Things got a little testy—good–at last night’s Greensboro City Council debate and discussion over the International Civil Rights Center and Museum’s ongoing financial problems.

What made the discussion tense was a motion by council member Jamal Fox —seconded by fellow council member Sharon Hightower, who said there was a “media witch hunt” against the museum (yeah right)—-to simply write off the remaining $800,000 owed on a forgivable loan from the city. The motion failed by a 6-2, with only Fox and Hightower voting in favor.

But the most interesting part of the debate was when council member Mike Barber asked museum attorney Doug Harris who owns the museum and would stand to profit if it were sold:

Barber broached the subject of who owns the museum and who should stand to profit if it ever were sold. He pressed Harris for the answer several times, phrasing the question in many different ways.

Harris said the museum could never be sold.

“I personally would sue if anyone were to suggest otherwise,” he said.

Barber asked whether a document exists that can prove his point.

Harris said there is.

“A document that outlines that it can’t be sold? I’m going to forget about every document I’ve ever wanted from the civil rights museum,” Barber said.

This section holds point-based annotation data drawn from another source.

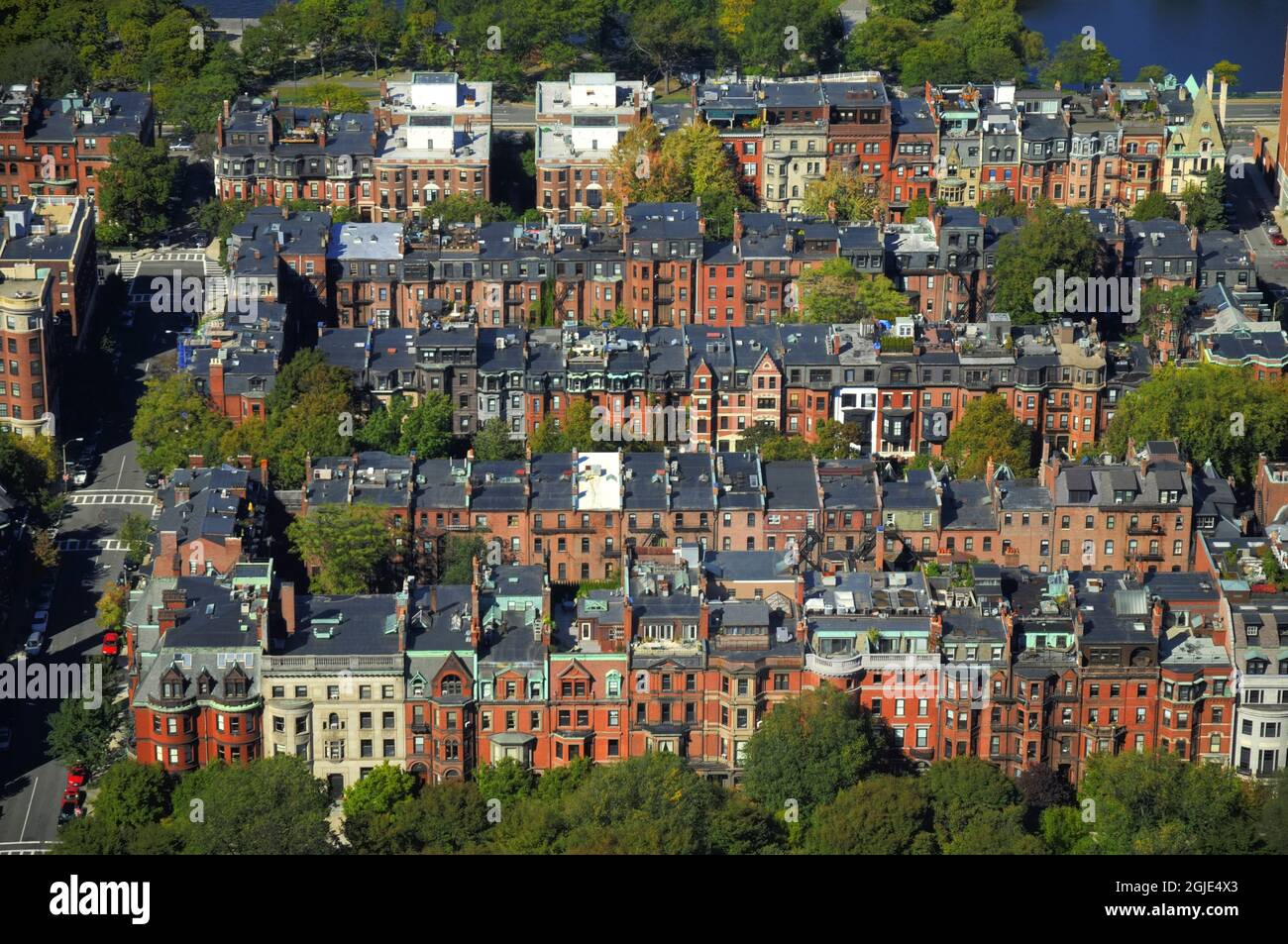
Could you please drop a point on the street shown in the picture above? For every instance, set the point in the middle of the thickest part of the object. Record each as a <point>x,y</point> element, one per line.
<point>31,785</point>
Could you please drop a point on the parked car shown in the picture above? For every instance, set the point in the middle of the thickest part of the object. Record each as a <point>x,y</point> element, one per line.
<point>77,777</point>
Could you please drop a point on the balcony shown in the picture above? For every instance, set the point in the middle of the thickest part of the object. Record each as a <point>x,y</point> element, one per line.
<point>833,666</point>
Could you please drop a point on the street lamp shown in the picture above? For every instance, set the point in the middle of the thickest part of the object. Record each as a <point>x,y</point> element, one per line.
<point>65,476</point>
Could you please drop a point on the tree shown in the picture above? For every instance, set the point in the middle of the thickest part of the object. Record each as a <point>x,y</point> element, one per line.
<point>269,806</point>
<point>369,805</point>
<point>352,545</point>
<point>1219,413</point>
<point>1073,64</point>
<point>1274,815</point>
<point>649,805</point>
<point>134,536</point>
<point>428,428</point>
<point>506,781</point>
<point>832,438</point>
<point>134,191</point>
<point>810,747</point>
<point>883,815</point>
<point>918,207</point>
<point>988,429</point>
<point>932,60</point>
<point>835,292</point>
<point>880,43</point>
<point>1205,204</point>
<point>382,426</point>
<point>1154,206</point>
<point>459,556</point>
<point>1163,309</point>
<point>851,194</point>
<point>82,736</point>
<point>334,97</point>
<point>174,421</point>
<point>964,788</point>
<point>1160,803</point>
<point>1050,241</point>
<point>1227,71</point>
<point>1001,204</point>
<point>492,442</point>
<point>112,607</point>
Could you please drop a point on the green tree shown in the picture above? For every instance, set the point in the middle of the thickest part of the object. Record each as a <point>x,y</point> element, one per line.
<point>1202,407</point>
<point>134,191</point>
<point>809,749</point>
<point>1227,71</point>
<point>1160,803</point>
<point>459,556</point>
<point>988,429</point>
<point>835,292</point>
<point>880,43</point>
<point>269,806</point>
<point>1205,204</point>
<point>506,781</point>
<point>80,734</point>
<point>883,815</point>
<point>1050,241</point>
<point>964,788</point>
<point>352,545</point>
<point>1154,206</point>
<point>134,536</point>
<point>853,196</point>
<point>1073,64</point>
<point>428,428</point>
<point>172,421</point>
<point>492,442</point>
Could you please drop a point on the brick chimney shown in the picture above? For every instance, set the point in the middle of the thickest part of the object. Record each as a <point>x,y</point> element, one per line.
<point>217,384</point>
<point>286,600</point>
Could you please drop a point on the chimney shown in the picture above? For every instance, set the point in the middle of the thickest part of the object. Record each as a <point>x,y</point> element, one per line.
<point>286,600</point>
<point>217,382</point>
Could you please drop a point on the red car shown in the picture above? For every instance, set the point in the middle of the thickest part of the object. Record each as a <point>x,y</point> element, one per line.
<point>77,778</point>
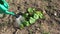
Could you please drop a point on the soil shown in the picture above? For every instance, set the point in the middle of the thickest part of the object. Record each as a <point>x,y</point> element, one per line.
<point>49,25</point>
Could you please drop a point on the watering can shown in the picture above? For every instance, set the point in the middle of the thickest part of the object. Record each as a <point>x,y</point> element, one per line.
<point>4,8</point>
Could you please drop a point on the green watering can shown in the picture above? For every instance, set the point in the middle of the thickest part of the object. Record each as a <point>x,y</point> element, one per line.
<point>4,8</point>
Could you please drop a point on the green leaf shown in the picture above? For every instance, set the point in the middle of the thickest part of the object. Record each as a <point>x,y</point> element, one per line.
<point>30,10</point>
<point>32,20</point>
<point>21,26</point>
<point>36,16</point>
<point>40,14</point>
<point>26,23</point>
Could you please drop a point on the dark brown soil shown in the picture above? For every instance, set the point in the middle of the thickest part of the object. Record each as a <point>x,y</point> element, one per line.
<point>49,25</point>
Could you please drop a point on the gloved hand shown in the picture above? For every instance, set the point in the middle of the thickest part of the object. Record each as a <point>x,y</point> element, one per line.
<point>4,7</point>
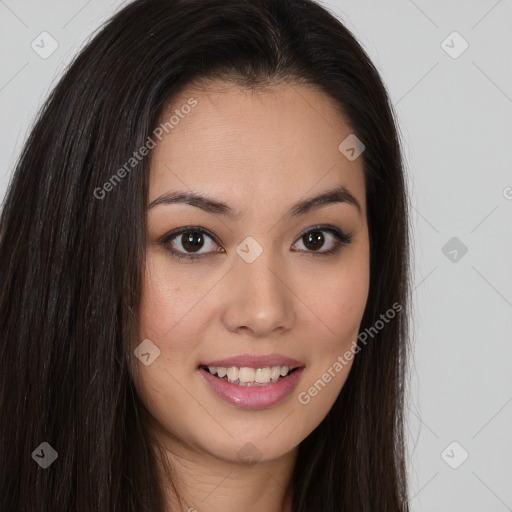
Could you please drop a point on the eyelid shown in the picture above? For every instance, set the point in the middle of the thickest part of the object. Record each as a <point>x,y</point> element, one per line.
<point>342,238</point>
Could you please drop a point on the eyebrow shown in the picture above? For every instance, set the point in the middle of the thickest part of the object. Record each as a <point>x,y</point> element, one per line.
<point>336,195</point>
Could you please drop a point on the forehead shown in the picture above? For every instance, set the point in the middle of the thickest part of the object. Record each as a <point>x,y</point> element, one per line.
<point>253,146</point>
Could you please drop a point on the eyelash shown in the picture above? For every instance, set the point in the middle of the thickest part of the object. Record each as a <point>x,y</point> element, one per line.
<point>341,239</point>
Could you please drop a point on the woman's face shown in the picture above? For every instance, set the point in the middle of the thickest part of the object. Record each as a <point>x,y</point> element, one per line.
<point>269,288</point>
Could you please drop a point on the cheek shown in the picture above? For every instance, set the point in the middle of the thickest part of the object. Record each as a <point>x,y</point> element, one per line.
<point>339,303</point>
<point>169,304</point>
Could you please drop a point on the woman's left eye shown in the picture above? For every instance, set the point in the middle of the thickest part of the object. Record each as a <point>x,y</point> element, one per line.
<point>195,239</point>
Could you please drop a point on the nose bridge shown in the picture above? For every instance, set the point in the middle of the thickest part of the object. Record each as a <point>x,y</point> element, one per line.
<point>259,299</point>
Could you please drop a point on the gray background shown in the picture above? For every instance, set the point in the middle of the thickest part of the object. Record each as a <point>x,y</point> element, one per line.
<point>454,115</point>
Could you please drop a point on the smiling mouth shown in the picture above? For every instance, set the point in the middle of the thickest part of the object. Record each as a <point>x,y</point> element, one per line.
<point>248,377</point>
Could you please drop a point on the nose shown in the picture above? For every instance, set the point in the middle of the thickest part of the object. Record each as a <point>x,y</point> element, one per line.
<point>260,300</point>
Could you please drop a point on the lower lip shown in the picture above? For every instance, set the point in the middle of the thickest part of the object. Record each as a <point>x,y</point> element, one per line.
<point>252,397</point>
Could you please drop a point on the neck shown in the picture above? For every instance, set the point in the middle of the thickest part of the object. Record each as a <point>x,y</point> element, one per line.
<point>207,483</point>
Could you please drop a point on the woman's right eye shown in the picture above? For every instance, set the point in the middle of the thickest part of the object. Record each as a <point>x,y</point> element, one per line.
<point>192,239</point>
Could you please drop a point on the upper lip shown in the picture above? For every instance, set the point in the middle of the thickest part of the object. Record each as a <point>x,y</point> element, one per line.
<point>255,361</point>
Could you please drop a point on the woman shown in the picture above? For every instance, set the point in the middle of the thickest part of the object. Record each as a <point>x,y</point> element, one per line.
<point>204,253</point>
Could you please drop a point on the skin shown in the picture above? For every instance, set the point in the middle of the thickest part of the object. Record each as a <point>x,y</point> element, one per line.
<point>260,152</point>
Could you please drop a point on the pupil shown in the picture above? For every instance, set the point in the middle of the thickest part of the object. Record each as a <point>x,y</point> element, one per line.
<point>315,239</point>
<point>192,241</point>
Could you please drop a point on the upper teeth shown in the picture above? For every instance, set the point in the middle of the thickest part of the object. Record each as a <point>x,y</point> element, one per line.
<point>245,374</point>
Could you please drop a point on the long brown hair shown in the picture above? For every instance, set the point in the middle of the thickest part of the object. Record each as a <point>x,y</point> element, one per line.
<point>71,263</point>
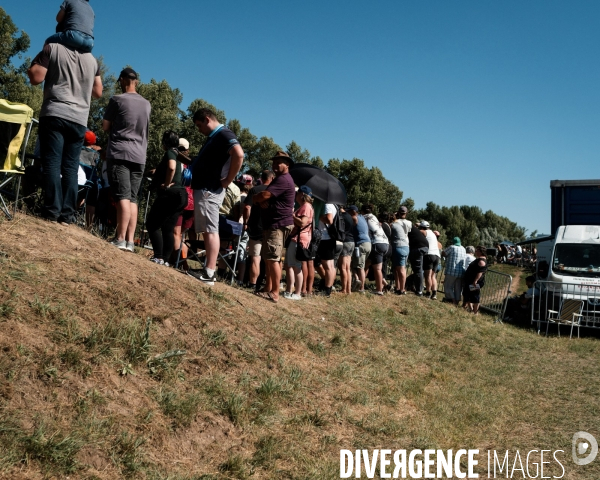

“I just want that one document.”

That’s the problem with the museum—they have consistently acted as if they are above transparency and accountability and anyone who questions them is out of order. As for Hightower’s suggestion of a “media witch hunt” against the museum–believe you me the N&R wants nothing more than for the museum to succeed. Honestly, I want the museum to succeed. Unfortunately it is blatantly obvious that the museum’s leadership is not charting a course for success.